Кондрат улыбнулся. Впервые за все время я увидел, как он улыбается по-настоящему.
— То й добре, — сказал Кондрат. — То й добре, що ми обоє живі.
(Вот и хорошо. Вот и хорошо, что мы оба живые).
Шейнис... Если бы он знал. Если бы он видел меня сейчас. Своего лучшего агента, который лежит в объятиях врага, и счастлив. Впервые в жизни счастлив.
Я предал всё. Партию. Отца. Себя прежнего. Но когда Кондрат целует мои рыжие кудри там, внизу, и шепчет: «Моє, все моє», — мне кажется, что я нашел то, что искал всю жизнь.
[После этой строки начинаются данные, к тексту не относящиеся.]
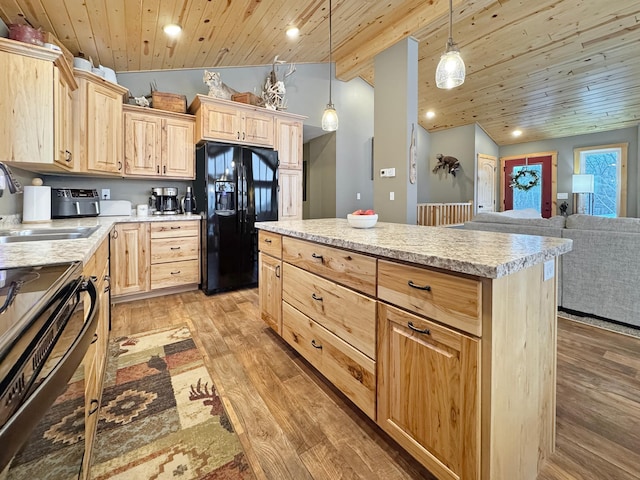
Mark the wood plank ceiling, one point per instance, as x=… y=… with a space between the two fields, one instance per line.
x=552 y=68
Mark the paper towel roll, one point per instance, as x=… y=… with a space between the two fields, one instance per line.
x=36 y=206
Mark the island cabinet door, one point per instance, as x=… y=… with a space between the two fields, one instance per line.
x=270 y=291
x=428 y=392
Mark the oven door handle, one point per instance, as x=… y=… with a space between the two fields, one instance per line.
x=16 y=431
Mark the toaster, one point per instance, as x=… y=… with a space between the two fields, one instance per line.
x=74 y=202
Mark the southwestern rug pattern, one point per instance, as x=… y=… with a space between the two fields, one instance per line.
x=161 y=416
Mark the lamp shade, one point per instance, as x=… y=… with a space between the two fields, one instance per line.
x=451 y=70
x=330 y=119
x=583 y=183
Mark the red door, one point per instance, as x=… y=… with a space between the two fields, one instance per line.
x=538 y=196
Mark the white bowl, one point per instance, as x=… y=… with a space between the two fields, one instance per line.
x=362 y=221
x=82 y=63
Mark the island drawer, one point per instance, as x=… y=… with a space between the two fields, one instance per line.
x=182 y=228
x=344 y=366
x=175 y=273
x=351 y=269
x=165 y=250
x=455 y=300
x=347 y=314
x=270 y=243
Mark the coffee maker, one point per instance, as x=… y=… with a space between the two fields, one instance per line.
x=164 y=200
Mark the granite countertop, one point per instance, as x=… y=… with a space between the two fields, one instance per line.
x=485 y=254
x=80 y=249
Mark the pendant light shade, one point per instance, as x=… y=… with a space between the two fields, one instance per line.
x=451 y=71
x=330 y=116
x=330 y=119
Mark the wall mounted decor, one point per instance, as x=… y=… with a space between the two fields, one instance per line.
x=447 y=163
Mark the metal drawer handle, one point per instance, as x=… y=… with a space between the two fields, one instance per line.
x=426 y=331
x=419 y=287
x=94 y=406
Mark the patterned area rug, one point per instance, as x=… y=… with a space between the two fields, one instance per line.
x=161 y=416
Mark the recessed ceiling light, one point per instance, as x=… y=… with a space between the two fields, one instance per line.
x=172 y=29
x=293 y=32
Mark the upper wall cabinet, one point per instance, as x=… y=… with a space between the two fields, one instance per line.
x=289 y=143
x=36 y=85
x=97 y=124
x=232 y=122
x=158 y=143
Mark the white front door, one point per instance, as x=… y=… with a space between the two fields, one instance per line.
x=486 y=183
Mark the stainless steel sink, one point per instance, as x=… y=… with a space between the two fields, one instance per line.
x=45 y=234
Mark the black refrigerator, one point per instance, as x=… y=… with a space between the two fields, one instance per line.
x=235 y=187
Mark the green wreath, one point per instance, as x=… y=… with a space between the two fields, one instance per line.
x=521 y=182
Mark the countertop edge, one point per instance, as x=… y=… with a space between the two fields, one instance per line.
x=555 y=248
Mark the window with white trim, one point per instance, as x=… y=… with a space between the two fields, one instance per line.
x=608 y=165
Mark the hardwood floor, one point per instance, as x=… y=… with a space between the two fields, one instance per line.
x=294 y=425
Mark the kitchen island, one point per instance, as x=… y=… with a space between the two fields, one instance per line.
x=446 y=338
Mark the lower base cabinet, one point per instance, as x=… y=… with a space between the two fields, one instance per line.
x=153 y=256
x=95 y=360
x=428 y=392
x=462 y=371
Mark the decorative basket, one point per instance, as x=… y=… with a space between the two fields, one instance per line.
x=170 y=102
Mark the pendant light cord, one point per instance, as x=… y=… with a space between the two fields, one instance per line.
x=450 y=22
x=330 y=56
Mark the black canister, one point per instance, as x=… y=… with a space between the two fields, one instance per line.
x=188 y=202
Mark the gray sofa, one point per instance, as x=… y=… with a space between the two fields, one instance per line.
x=599 y=276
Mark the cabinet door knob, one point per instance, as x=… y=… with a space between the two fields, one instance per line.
x=94 y=406
x=426 y=331
x=426 y=288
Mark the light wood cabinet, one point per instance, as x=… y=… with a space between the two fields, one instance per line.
x=464 y=366
x=428 y=392
x=332 y=326
x=234 y=122
x=290 y=195
x=289 y=143
x=97 y=124
x=351 y=269
x=158 y=144
x=94 y=363
x=130 y=250
x=175 y=257
x=36 y=85
x=270 y=274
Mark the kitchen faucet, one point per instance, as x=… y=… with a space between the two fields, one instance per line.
x=7 y=176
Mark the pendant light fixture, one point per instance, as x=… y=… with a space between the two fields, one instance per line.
x=450 y=72
x=330 y=116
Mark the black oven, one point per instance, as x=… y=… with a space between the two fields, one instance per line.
x=44 y=335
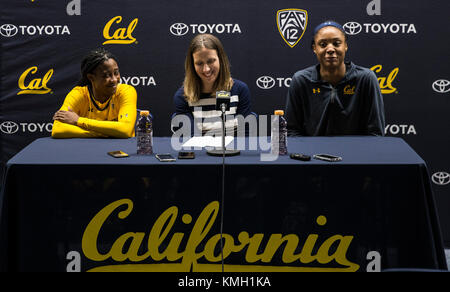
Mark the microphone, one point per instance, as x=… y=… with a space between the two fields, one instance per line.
x=223 y=100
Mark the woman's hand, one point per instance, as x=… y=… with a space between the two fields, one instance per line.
x=68 y=117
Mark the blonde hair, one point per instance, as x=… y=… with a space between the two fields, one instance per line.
x=192 y=82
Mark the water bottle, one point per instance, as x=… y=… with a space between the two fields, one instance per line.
x=144 y=134
x=279 y=134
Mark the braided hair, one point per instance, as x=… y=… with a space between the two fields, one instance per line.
x=91 y=61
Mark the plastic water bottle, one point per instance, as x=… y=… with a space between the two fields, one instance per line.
x=279 y=134
x=144 y=134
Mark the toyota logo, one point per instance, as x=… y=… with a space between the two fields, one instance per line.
x=441 y=86
x=9 y=127
x=265 y=82
x=352 y=28
x=179 y=29
x=8 y=30
x=441 y=178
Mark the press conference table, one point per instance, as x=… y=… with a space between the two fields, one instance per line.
x=67 y=205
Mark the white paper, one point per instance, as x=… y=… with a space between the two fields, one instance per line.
x=207 y=141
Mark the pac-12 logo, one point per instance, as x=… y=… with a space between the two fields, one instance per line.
x=292 y=25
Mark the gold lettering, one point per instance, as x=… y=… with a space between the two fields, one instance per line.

Знаю, что это конец, так не может длиться долго. ЧК не простит мне ошибки и предательства, мы оба обречены. Но сегодня ночью, пока Кондрат спит, прижимая меня к своему горячему боку, я хочу только одного: чтобы эта ночь длилась вечно.
***
Кондрат не отпускает меня от себя. Днем и ночью мы вместе. Хлопцы в отряде косятся, но молчат: атаман есть атаман. Пантарай только головой качает:
«Ну ты даешь, Сорока. Быстро ты к нему подлез».
Если бы он знал, как именно я «подлез».
Кондрат оказался невероятно нежным любовником. Кто бы мог подумать, что этот мрачный, обветренный волк умеет так касаться, так ласкать, так шептать глупые нежные слова, от которых у меня кругом идет голова.
Он любит мое тело. Все. Особенно мои рыжие кудри, и там тоже. Вчера Кондрат снова целовал меня туда, и я едва не сошел с ума от удовольствия, а потом он сказал:
— Знаєш, я ніколи не думав, що рудий колір може бути таким красивим. Отам. — Кондрат провел пальцами по моему лобку, перебирая волоски. — Він як вогонь. Як сонце, яке сховалося в лісі. Якщо ти коли-небудь збриєш це, я тебе вб'ю. Серйозно.
(Знаешь, я никогда не думал, что рыжий цвет может быть столь красивым. Там. Он как огонь. Как солнце, спрятавшееся в лесу. Если ты когда-нибудь сбреешь это, я тебя убью. Серьезно).
Я засмеялся тихо, счастливо.
— Не збрию, — пообещал я. — Тобі подобається — нехай буде.
(Не сбрею. Тебе нравится - пусть будет).
— Мені подобається, — подтвердил Кондрат и снова поцеловал меня туда. — Все подобається. І тут, — поцеловал в живот, — і тут, — поцеловал в грудь, — і тут, — в губы. — Ти весь мій.
(Мне нравится. Всё нравится. И здесь, и здесь, и там. Ты весь мой).
Я его. Весь, до капли, до последнего волоска. И знаю – я его смертный приговор.
Не знаю, что делать дальше, задание висит надо мной, как дамоклов меч. Шейнис ждет результатов. А я не могу.. Не могу. Но если не выполню задание, то они убьют меня, и его, конечно, тоже. Ничего не изменится.
Боже, если бы можно было просто сбежать, исчезнуть. Забрать Кондрата и убежать куда-то, где нет ни красных, ни белых, ни петлюровцев, ни ЧК! Только лес, только небо, только мы вдвоем. Но таких мест нет. Нет нигде.